Мама произносит «о-о-о!..» и на этом звуке втягивает в себя воздух, а потом не выдыхает, так и сидит с широкими глазами и застывшим лицом.

Обратно возвращаемся ночью. Небо надо мной черное, но чернота не плоская, а глубокая, объемная.

Мама больше не балуется. Она идет равномерно и медленно, как лошадь, и ей кажется, что никогда не кончится дорога, никогда не кончится зима, никогда не кончится война.

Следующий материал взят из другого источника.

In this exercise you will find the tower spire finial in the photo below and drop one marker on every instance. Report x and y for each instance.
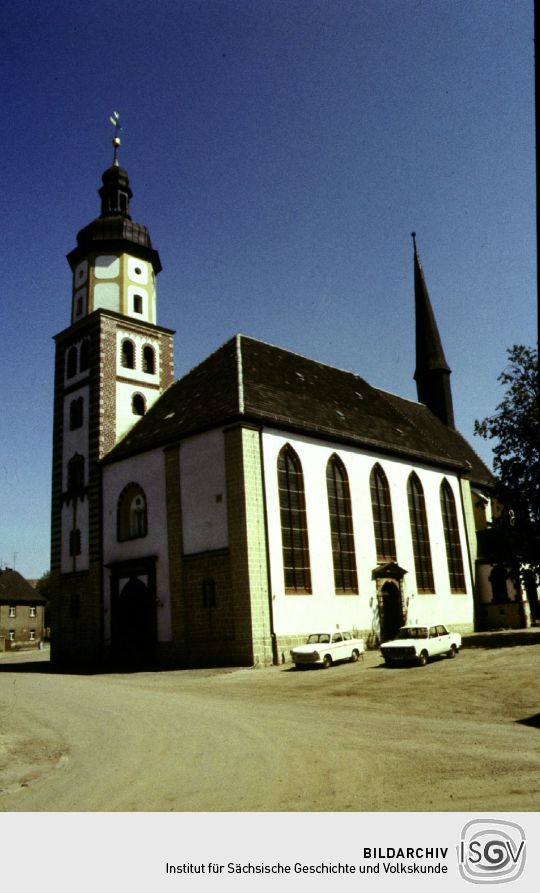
(116, 139)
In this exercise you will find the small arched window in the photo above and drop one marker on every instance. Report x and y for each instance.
(294, 533)
(340, 512)
(138, 405)
(128, 354)
(71, 362)
(131, 513)
(454, 555)
(420, 535)
(75, 477)
(149, 360)
(383, 523)
(84, 355)
(76, 409)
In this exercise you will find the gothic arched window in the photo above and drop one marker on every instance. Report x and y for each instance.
(84, 360)
(131, 513)
(454, 554)
(76, 408)
(128, 354)
(420, 535)
(294, 533)
(71, 362)
(341, 527)
(149, 359)
(138, 404)
(383, 524)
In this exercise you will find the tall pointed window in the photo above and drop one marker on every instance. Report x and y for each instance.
(454, 555)
(128, 354)
(131, 513)
(341, 528)
(420, 535)
(294, 533)
(149, 359)
(383, 523)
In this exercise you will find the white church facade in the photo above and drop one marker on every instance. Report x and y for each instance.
(221, 518)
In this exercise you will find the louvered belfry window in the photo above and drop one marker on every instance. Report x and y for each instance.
(420, 535)
(454, 555)
(294, 531)
(341, 526)
(383, 523)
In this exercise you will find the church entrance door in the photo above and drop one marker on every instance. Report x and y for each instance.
(391, 611)
(133, 622)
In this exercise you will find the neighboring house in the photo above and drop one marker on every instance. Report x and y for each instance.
(222, 518)
(22, 612)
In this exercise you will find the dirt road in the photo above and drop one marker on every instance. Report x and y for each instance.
(458, 735)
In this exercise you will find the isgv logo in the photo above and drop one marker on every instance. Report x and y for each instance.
(491, 851)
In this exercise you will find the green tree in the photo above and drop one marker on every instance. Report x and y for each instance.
(515, 427)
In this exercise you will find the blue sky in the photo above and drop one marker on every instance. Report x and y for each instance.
(280, 152)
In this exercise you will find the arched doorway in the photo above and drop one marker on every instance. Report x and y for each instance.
(133, 621)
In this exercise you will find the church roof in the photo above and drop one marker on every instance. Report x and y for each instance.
(254, 382)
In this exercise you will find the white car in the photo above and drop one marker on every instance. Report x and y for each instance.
(326, 648)
(416, 644)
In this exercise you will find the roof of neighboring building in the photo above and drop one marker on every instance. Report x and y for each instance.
(16, 590)
(251, 381)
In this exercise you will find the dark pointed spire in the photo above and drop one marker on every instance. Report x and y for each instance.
(432, 374)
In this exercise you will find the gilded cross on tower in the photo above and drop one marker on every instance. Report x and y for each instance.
(114, 119)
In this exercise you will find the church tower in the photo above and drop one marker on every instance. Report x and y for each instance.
(432, 373)
(112, 363)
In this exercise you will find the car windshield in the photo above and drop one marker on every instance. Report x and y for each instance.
(413, 632)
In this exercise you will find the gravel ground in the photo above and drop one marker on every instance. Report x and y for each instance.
(457, 735)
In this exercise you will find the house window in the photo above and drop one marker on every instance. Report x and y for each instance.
(454, 554)
(76, 413)
(420, 535)
(149, 360)
(341, 528)
(131, 513)
(71, 362)
(75, 476)
(138, 405)
(128, 354)
(209, 593)
(84, 360)
(383, 524)
(75, 542)
(294, 532)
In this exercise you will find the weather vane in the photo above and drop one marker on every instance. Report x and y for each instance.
(116, 140)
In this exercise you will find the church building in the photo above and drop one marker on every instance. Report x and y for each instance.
(221, 518)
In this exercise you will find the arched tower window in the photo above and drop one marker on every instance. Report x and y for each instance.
(76, 408)
(454, 555)
(131, 513)
(84, 361)
(75, 477)
(138, 404)
(341, 528)
(420, 535)
(383, 523)
(149, 359)
(294, 533)
(128, 354)
(71, 362)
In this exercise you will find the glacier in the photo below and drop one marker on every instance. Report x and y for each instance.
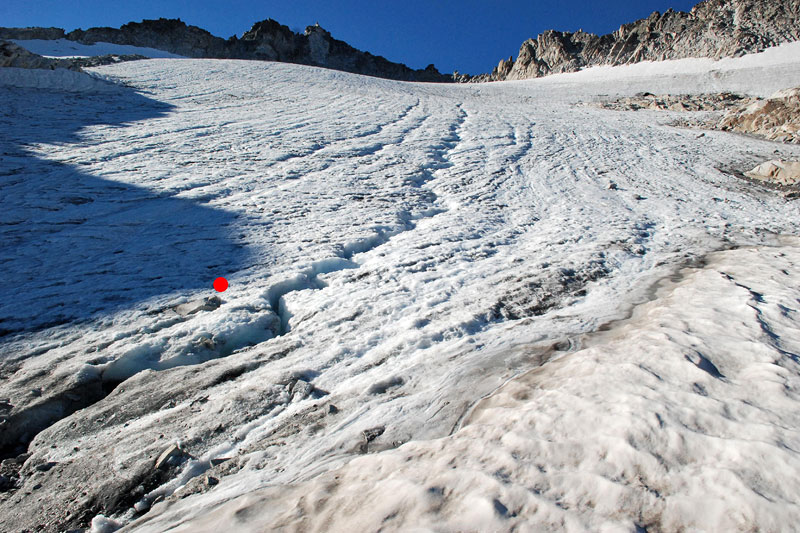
(451, 307)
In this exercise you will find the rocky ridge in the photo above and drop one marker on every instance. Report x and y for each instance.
(267, 40)
(713, 28)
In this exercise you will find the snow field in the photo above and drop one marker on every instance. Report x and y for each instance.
(396, 251)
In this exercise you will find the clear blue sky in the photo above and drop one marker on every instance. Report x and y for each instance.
(468, 35)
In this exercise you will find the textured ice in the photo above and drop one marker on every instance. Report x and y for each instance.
(397, 252)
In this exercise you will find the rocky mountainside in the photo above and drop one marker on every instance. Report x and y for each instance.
(266, 40)
(714, 28)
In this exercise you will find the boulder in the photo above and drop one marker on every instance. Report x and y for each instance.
(777, 172)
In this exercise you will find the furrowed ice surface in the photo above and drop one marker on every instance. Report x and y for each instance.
(682, 418)
(395, 253)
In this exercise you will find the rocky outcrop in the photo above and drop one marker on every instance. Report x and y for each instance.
(776, 118)
(266, 40)
(272, 41)
(171, 35)
(675, 102)
(25, 34)
(714, 28)
(777, 172)
(12, 55)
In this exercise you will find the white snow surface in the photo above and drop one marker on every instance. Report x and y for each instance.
(407, 249)
(67, 48)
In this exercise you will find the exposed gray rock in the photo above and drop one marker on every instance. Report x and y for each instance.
(777, 172)
(676, 102)
(714, 28)
(12, 55)
(47, 34)
(776, 118)
(169, 457)
(266, 40)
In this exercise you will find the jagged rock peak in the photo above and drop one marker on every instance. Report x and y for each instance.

А потом стало немножко теплее. Снег сошел, обнажилась земля, черная и влажная. Клочья снега, грязные и пористые, застряли возле забора, а за забором дорога и дома кажутся неприбранными, неряшливыми.

Тетя Нина раскрыла большой сундук, достала оттуда Светкино красное плюшевое пальто, такой же капор и ботинки, некогда черные, теперь почти белые. Все это, включая ботинки, было таким мятым, будто их два дня подряд, не отвлекаясь, жевала корова и, брезгуя проглотить, выплюнула.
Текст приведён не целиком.